The well-diggers and the cement arrived about the same time, and work commenced. The diggers were a family of an old grey-bearded father, Suleiman, and his two sons, Yacob and Hussein. They spent a day surveying the land and all the arguments for the site chosen for the well had to be gone over once again to satisfy these experts; when work finally began it was done quickly and well. The diggers worked from dawn till dusk, with one at the bottom of the shaft and the other two disposing of the soil on top; they bricked it downwards from the top as they worked, supporting the brickwork upon stakes driven into the earth sides.
Old Suleiman, the father, was a mine of information to the village, for he travelled up and down the east coast of Malaya building and repairing wells, and so visited most villages from time to time. The men and women of Kuala Telang used to sit around watching the progress of the new well and gossiping with the old man, getting news of their acquaintances and relatives up and down the coast. Jean was sitting there one afternoon, and said to him,“You are from Kuantan?”
“From Batu Sawah,”said the old man.“That is two hours' walk from Kuantan. Our home is there, but we are great travellers.”

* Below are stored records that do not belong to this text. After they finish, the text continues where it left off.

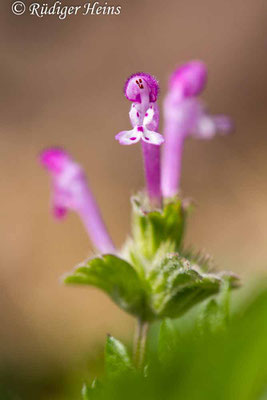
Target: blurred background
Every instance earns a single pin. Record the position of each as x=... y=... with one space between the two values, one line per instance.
x=61 y=84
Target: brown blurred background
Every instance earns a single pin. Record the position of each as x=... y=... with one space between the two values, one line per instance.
x=61 y=83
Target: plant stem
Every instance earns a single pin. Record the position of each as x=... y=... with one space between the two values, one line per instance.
x=140 y=343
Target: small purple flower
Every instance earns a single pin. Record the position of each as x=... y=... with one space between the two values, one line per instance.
x=70 y=191
x=142 y=90
x=185 y=115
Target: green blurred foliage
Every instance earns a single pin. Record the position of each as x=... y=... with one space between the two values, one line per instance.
x=186 y=360
x=205 y=364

She was silent for a moment; then she said,“Do you remember the Japanese officer in charge at Kuantan in the first year of the war, Captain Sugamo?”
“Assuredly,”the old man replied.“He is a very bad man, and we were glad when he went away. Captain Ichino who came after him was better.”

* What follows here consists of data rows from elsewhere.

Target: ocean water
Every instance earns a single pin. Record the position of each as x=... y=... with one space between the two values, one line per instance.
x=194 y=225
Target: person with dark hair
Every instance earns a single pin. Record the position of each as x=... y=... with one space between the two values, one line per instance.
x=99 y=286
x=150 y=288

Jean was surprised that he did not seem to know that Sugamo was dead; she had supposed that the War Crimes Commission would have taken evidence in Kuantan. She told him,“Captain Sugamo is dead now. He was sent to the Burma-Siam railway, and there he caused many atrocities, and many murders. But the Allies caught him when the war was over, and he was tried for murder, and executed in Penang.”
“I am glad to hear it,”the old man replied.“I will tell my sons.”He called down the well with the news; it was discussed a little, and then the men went on with their work.
Jean asked,“Did he do many evil things in Kuantan?”There was one still hideously fresh in her mind, but she could not bring herself to speak of it directly.
Suleiman said,“Many people were tortured.”
She nodded.“I saw one myself.”It had to come out, and it did not matter what she said to this old man.“When we were starving and ill, a soldier who was a prisoner helped us. The Japanese caught him, and they crucified him with nails through his hands, and they beat him to death.”
“I remember that,”the old man said.“He was in hospital at Kuantan.”
Jean stared at him.“Old man, when was he in hospital? He died.”
“Perhaps there were two.”He called down the well to Yacob.“The English soldier who was crucified and beaten at Kuantan in the first year of the war. The English mem knew him. Tell us, did that man die?”
Hussein broke in.“The one who was beaten was an Australian, not English. He was beaten because he stole chickens.”
“Assuredly,”the old man said.“It was for stealing the black chickens. But did he live or die?”
Yacob called up from the bottom of the well.“Captain Sugamo had him taken down that night; they pulled the nails out of his hands. He lived.”